The collection of porcelain and ceramics of the Moscow Kremlin Museums does not belong to the world-known collections and cannot compete with comparable large collections from other national and international museums. However, the exhibits it includes are of significant cultural interest and could become an honour to any large collection. 

The collection consists of four hundred thirty-two art pieces and is divided into 9 sections according to geography. Each section differs from the others by the time of production, quantity, and quality of the objects it compiles.

The items produced in Germany and France form the most numerous group in the Kremlin collection. Fifteen objects of the collection were created in the fatherland of porcelain manufactory – China, three items come from the antique Greece. Four groups of monuments from Austria, England, Holland and Italy amount only to two objects in each group. One piece presents the porcelain manufactory of Denmark.

While studying the Kremlin collection of porcelain, it wasn't easy to line up objects according to their typology, chronology and topography. The number of publications devoted to the collection was minimal and it gained less attention compared to other collections that were larger and more valuable for national and foreign history and art.

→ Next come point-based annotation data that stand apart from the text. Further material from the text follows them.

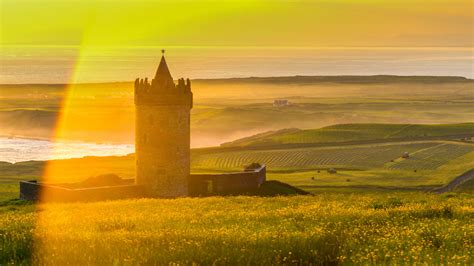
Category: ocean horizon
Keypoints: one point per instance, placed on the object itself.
(73, 64)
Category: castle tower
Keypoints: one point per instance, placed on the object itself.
(162, 133)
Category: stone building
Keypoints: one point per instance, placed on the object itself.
(162, 147)
(162, 133)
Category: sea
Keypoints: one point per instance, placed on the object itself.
(15, 150)
(76, 64)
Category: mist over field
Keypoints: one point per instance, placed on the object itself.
(228, 109)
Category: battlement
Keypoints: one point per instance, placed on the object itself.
(154, 93)
(162, 89)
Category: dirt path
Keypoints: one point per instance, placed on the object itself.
(458, 180)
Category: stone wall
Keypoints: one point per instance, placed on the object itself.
(226, 183)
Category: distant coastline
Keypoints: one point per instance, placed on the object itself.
(346, 79)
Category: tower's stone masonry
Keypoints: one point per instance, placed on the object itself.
(162, 133)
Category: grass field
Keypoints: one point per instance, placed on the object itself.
(354, 133)
(229, 109)
(369, 228)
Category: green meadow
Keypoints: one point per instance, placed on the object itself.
(342, 139)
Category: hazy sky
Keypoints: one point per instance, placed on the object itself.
(238, 23)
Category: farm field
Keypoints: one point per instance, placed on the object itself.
(329, 228)
(355, 133)
(229, 109)
(370, 166)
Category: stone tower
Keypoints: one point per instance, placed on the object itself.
(162, 133)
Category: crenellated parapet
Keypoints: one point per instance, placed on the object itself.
(162, 90)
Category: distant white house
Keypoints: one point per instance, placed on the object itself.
(281, 102)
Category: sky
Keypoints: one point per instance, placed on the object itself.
(304, 23)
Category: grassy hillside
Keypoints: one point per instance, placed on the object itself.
(327, 229)
(228, 109)
(354, 132)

The museum Inventories of different years that registered porcelain treasures of the Armoury Chamber indicate only the total quantity of the items in each group without their description or the name of the author. Among all objects in the collection, only the 16th-century Chinese hip flask of Tsarevich Ivan Ivanovich and the “Olympic” service presented to Emperor Alexander I by Napoleon Bonaparte were mentioned in the publications. In the 19th century, famous communicators of Kremlin treasures A.F. Weltman and S.P. Bartenev wrote about the Chinese hip flask. These days in their scientific works, L.M. Frolova and I.V. Gorbacheva paid respects to a unique masterpiece of the Empire style  - the “Olympic Service”. These objects are only one-third of the whole collection. The major part of the porcelain in the Armoury Chamber has been neither exposed nor published.

Thanks to the research of I.V. Gorbatova in the scientific catalogue, devoted to the Kremlin collection of foreign porcelain and ceramics of the 4th-early 19th century, we have an opportunity to characterize the collection, uncover its peculiarities and draw attention to the key objects. “Even in the service sets of the Kremlin, each item is individual and worth mentioning”. Our exhibition is dedicated to these very items.